PREDICTIVE PERFORMANCE CLASSIFICATION OF ROCK UNITS FOR CONSTRUCTION AGGREGATE


STOKOWSKI, Steven, 1500 Laurel Haven Ct., Lawrenceville, GA 30043

It is necessary to understand that pre-production, root-cause, and mappable geologic factors result in a good, marginal, or poor aggregate potential, particularly for durability and strength assessed with engineering tests. Granular base (GB), asphaltic concrete (AC), or portland cement concrete (PCC) use aggregate produced from geologic deposits of rock or natural sand and gravel. What is an effective and rapid classification scheme during geologic mapping? Are the geologic classifications of igneous, metamorphic, and sedimentary adequate? Is ASTM C294 adequate when it classifies rocks? Are IUGS or Folk classification schemes too detailed? Does simple engineering data from the Los Angeles Degradation or Micro Deval tests result in rapid, effective classification for geologic mapping?

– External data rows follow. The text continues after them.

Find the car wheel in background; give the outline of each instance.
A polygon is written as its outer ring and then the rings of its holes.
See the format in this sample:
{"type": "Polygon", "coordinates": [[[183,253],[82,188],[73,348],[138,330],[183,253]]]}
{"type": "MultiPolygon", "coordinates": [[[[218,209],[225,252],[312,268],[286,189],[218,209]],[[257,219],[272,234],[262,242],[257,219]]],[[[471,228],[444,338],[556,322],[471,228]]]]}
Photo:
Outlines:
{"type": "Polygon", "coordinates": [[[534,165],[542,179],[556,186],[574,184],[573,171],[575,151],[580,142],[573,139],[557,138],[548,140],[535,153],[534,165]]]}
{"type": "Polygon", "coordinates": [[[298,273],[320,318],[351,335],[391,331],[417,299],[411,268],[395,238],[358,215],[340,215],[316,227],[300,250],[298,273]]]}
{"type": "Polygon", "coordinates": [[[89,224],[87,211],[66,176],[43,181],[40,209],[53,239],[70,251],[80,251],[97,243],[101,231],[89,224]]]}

Geologic mapping for aggregate must consider the potential performance of the product. A classification method using engineering product requirements and geologic criteria can identify rock with inherent quality or marginal rock correctable during extraction and processing. For GB, AC, and PCC, the most significant mappable geologic factors influencing the quality are weathering or alteration in the rock deposit, grain size, rock fabric, inadequate cementation, shale presence, and potentially reactive minerals. These visually-identifiable criteria correlate with the results of physical engineering tests such as LA, Micro Deval, or sulfate soundness. The aggregate in PCC must not expansively degrade in the wet, high-pH, and often oxidizing environment of PCC; thus, rapid geologic identification of minerals such as laumontite, opal, pyrrhotite or strained micro-fractured quartz suggests potential performance problems. In suspect lithologies, slower ASTM C1778 criteria and testing can quantify rock components that degrade. Different engineering criteria are essential for some rock in AC paving layers; these also correlate with readily identified, inherent geologic properties. In AC, the abundance and size of quartz and mica affect the moisture susceptibility of asphalt and rock as quantified by the modified Lottman test using AASHTO T283 or T324.